Hadirnya PLTSa merupakan pelaksanaan dari amanat UU Nomor 30 Tahun 2007 tentang Energi yang mengamanatkan bahwa pengembangan dan pemanfaatan energi baru terbarukan harus terus ditingkatkan. Juga amanat dari UU Nomor 30 Tahun 2009 tentang Ketenagalistrikan yang mengamanatkan bahwa pemanfaatan sumber energi primer harus dilaksanakan dengan mengutamakan sumber energi baru dan energi terbarukan.
Pengembangan dan pemanfaatan energi baru terbarukan termasuk biomassa menjadi suatu keharusan untuk terus didorong pemanfaatannya.

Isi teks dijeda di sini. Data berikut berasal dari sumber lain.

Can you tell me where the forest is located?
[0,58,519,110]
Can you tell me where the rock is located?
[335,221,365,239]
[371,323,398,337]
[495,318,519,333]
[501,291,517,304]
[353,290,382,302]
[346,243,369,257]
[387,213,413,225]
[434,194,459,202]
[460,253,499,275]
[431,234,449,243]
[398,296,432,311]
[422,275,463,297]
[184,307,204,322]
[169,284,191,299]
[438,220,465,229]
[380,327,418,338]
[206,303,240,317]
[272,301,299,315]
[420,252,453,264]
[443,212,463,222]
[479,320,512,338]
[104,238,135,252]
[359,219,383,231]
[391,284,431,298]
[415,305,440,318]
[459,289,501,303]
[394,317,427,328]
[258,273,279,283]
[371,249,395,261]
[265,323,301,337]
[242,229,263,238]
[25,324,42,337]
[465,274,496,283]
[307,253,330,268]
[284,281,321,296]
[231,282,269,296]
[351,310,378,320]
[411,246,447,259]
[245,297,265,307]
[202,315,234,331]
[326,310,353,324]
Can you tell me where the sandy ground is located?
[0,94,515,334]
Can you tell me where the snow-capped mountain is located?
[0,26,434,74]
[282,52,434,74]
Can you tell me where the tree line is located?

PT PLN telah memanfaatkan energi listrik berbasis berbasis biomassa, biogas, dan sampah kota dan telah terhubung pada jaringan PLN (on grid).
Dengan Peraturan Presiden (Perpres) Nomor 18 Tahun 2016 tentang Percepatan Pembangunan Pembangkit Listrik Berbasis Sampah dan Perpres Nomor 35 Tahun 2018 tentang Percepatan Pembangunan Instalasi Pengolah Sampah Menjadi Energi Listrik Berbasis Teknologi Ramah Lingkungan, pembangunan proyek PLTSa dimungkinkan untuk mendapatkan bantuan dari pemerintah pusat. Kementerian ESDM telah melakukan survei. Hasilnya menunjukkan produksi sampah di beberapa kota besar di Indonesia mampu menghasilkan listrik sebesar 2.000 Megawatt.

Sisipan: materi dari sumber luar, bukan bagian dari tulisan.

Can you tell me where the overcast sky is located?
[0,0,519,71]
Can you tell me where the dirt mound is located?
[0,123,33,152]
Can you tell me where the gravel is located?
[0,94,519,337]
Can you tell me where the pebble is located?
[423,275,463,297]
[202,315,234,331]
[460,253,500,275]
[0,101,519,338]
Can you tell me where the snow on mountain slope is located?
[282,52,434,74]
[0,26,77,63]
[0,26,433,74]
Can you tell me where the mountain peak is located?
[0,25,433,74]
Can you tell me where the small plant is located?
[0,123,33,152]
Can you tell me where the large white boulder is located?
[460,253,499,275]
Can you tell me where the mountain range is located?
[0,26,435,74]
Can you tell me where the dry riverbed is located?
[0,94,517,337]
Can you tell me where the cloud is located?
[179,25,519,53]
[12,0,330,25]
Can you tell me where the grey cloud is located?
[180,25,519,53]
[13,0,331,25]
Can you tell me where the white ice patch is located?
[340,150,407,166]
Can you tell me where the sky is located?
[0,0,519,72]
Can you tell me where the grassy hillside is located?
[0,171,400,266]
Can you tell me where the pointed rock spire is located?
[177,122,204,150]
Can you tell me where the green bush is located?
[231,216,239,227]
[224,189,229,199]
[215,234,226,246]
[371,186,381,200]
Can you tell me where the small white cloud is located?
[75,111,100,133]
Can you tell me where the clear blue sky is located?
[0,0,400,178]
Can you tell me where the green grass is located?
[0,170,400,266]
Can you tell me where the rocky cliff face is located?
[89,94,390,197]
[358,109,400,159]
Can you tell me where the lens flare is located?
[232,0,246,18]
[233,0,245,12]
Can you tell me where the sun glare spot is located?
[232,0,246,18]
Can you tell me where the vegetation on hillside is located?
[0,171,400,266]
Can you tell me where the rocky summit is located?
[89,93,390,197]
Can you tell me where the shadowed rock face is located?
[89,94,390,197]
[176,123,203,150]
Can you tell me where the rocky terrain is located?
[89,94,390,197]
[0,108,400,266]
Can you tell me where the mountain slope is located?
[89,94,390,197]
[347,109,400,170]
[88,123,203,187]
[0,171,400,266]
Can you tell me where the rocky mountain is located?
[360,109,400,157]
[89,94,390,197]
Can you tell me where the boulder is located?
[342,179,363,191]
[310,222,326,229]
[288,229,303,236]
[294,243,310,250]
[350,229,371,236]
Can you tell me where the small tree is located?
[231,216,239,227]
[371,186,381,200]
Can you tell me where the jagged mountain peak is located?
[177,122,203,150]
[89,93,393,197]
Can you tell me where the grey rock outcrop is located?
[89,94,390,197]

Ada 15 kota yang memiliki sampah dengan jumlah besar. DKI Jakarta memiliki potensi sampah mencapai 7.000 ton per hari, disusul Surabaya, Bandung, dan Bekasi. Menurut Perpres Nomor 35 Tahun 2018 Pemerintah menargetkan pembangunan PLTSa di 12 kota, yakni DKI Jakarta, Tangerang, Tangerang Selatan, Bekasi, Bandung, Semarang, Surakarta, Surabaya, Makassar, Denpasar, Palembang dan Manado. Direncanakan 12 PLTSa tersebut akan menghasilkan listrik hingga 234 Megawatt (MW) dari sekitar 16.000 ton sampah per hari. PLTSa dapat memproduksi arus listrik dengan menggunakan teknologi insinerator dan landfill gas (LFG).
Sampah perkotaan mempunyai potensi energi biomassa yang dapat dikonversi menjadi energi listrik, tetapi juga tidak tertutup peluang untuk bisa dimanfaatkan menjadi biofuel. Inisiatif sejumlah pemerintah daerah membangun Pembangkit Listrik Tenaga Sampah (PLTSa) merupakan langkah jitu sebagai solusi dalam menyelesaikan masalah sampah, terutama sampah plastik.
Mengutip penjelasan Wakil Menteri ESDM saat dijabat Arcandra Tahar, Surabaya akan menjadi kota pertama yang mengoperasikan pembangkit listik berbasis biomassa dari volume sampah sebesar 1.500 ton per hari berkapasitas 10 MW dengan investasi sekitar USD 49,86 juta,.
Lokasi PLTSa kedua berada di Bekasi dengan investasi USD 120 juta dengan daya 9 MW. Pada 2021 bakal ada tiga PLTSa berlokasi di Surakarta (10 MW), Palembang (20 MW) dan Denpasar (20 MW). Total investasi untuk menghasilkan energi listrik dari tiga PLTSa tersebut sebesar 297,82 juta dolar AS dan akan mengelola sampah sebanyak 2.800 ton per hari.
Jika menelusuri jejak digital tentang pembangunan PLTSa di Palembang, rencana pembangunan PLTSa di TPA Sukawinatan sudah ada sejak 2014. Kini jangan sampai PLTSa Palembang hanya rencana dan rencana tanpa pernah terealisasi pembangunannya. Mari menunggu realisasi PLTSa beroperasi di ibu kota Provinsi Sumatera Selatan (Sumsel).